Repelita Jakarta - Fasilitas penerbangan khusus PT Indonesia Morowali Industrial Park di Bahodopi, Morowali, Sulawesi Tengah, yang sempat menjadi pusat perdebatan nasional setelah sorotan Menteri Pertahanan Sjafrie Sjamsoeddin, kini mendapat penjelasan resmi dari Kementerian Perhubungan yang menegaskan status legalitas dan pengawasannya.
Kontroversi bermula dari pernyataan Menteri Pertahanan yang menyoroti absennya elemen negara seperti Bea Cukai dan Imigrasi di lokasi tersebut selama kunjungan inspeksinya beberapa hari lalu.
Hal itu memicu kekhawatiran luas terkait potensi celah keamanan dan kedaulatan wilayah, terutama mengingat posisi bandara dekat jalur strategis Alur Laut Kepulauan Indonesia.
Wakil Menteri Perhubungan Suntana kemudian merespons dengan menjelaskan bahwa bandara tersebut telah terdaftar secara resmi di bawah pengelolaan Kementerian Perhubungan sesuai Undang-Undang Nomor 1 Tahun 2009 tentang Penerbangan.

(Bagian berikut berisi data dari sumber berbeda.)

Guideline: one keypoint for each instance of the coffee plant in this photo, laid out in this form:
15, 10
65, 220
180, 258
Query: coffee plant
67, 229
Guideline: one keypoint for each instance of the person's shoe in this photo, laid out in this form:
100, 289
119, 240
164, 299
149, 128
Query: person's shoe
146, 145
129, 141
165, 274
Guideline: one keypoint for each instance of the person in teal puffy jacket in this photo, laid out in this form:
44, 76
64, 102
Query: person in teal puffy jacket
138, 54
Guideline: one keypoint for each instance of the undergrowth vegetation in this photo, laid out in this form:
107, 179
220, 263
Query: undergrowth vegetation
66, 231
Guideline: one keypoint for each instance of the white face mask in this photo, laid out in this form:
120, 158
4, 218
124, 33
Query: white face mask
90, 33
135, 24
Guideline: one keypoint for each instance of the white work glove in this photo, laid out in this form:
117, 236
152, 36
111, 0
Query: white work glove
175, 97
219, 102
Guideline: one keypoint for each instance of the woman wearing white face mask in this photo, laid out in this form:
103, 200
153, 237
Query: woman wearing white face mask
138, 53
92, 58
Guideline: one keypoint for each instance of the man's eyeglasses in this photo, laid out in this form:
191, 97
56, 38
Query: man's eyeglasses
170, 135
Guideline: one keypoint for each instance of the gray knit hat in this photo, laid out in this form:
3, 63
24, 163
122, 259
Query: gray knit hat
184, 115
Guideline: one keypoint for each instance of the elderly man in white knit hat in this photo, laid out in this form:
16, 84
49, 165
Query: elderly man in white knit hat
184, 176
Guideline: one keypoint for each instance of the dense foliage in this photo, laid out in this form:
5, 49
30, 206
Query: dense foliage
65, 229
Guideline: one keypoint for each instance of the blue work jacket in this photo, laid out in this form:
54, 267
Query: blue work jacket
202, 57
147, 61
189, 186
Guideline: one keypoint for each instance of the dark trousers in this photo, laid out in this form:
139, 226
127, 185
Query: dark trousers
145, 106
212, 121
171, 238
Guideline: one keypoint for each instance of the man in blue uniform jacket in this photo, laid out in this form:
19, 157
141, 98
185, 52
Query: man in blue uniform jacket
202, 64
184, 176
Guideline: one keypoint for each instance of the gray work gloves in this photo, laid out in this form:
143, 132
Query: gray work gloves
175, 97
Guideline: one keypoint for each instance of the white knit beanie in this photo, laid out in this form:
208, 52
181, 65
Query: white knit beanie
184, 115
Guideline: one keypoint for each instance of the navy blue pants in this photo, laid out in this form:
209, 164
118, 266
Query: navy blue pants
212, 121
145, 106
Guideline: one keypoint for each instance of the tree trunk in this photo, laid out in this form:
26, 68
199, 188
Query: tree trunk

Kami sudah menempatkan beberapa personel di sana, dari bea cukai, kepolisian, hingga Ditjen Otoritas Bandara, ujar Suntana.
Ia menegaskan bahwa tuduhan operasional ilegal sama sekali tidak berdasar karena fasilitas itu telah memenuhi semua persyaratan administratif dan operasional yang ditetapkan.
Bandara IMIP itu terdaftar. Enggak mungkin bandara itu tidak terdaftar, tambahnya.
Pemerintah juga menjamin bahwa aspek keamanan, kepabeanan, serta regulasi penerbangan telah sepenuhnya diintegrasikan untuk mencegah segala bentuk kerentanan.
Sementara itu, Satuan Tugas Penertiban Kawasan Hutan yang mendampingi kunjungan Menteri Pertahanan merilis temuan awal melalui akun Instagram @satgaspkhofficial.
Ternyata di Indonesia ada bandara yang tanpa ada otoritas negara. Bandara itu ada di kawasan industri Morowali atau PT IMIP. Tanpa adanya pihak keamanan, tanpa adanya pihak bea cukai, dan tanpa adanya pihak imigrasi, tulis akun tersebut.
Saat rombongan tiba, situasi terlihat mencurigakan dengan akses bebas tanpa kontrol ketat dari aparat resmi.
Ketika Menteri Pertahanan dan Satgas PKH tiba di Bandara PT IMIP, ada yang aneh. Banyak kerawanan terhadap bandara tersebut, namun tidak ada otoritas negara, bebas keluar masuk tanpa adanya pengawasan ketat, lanjutnya.
Serasa ada negara di dalam negara. Semua crew yang berada di Bandara PT IMIP bukan dari otoritas negara, demikian tambahan pernyataan dari Satgas PKH.
Menteri Pertahanan Sjafrie Sjamsoeddin menegaskan sikap tegasnya terhadap temuan tersebut.
Tidak boleh ada republik di dalam republik. Kita harus tegakkan semua ketentuan tanpa melihat latar belakang asalnya, katanya.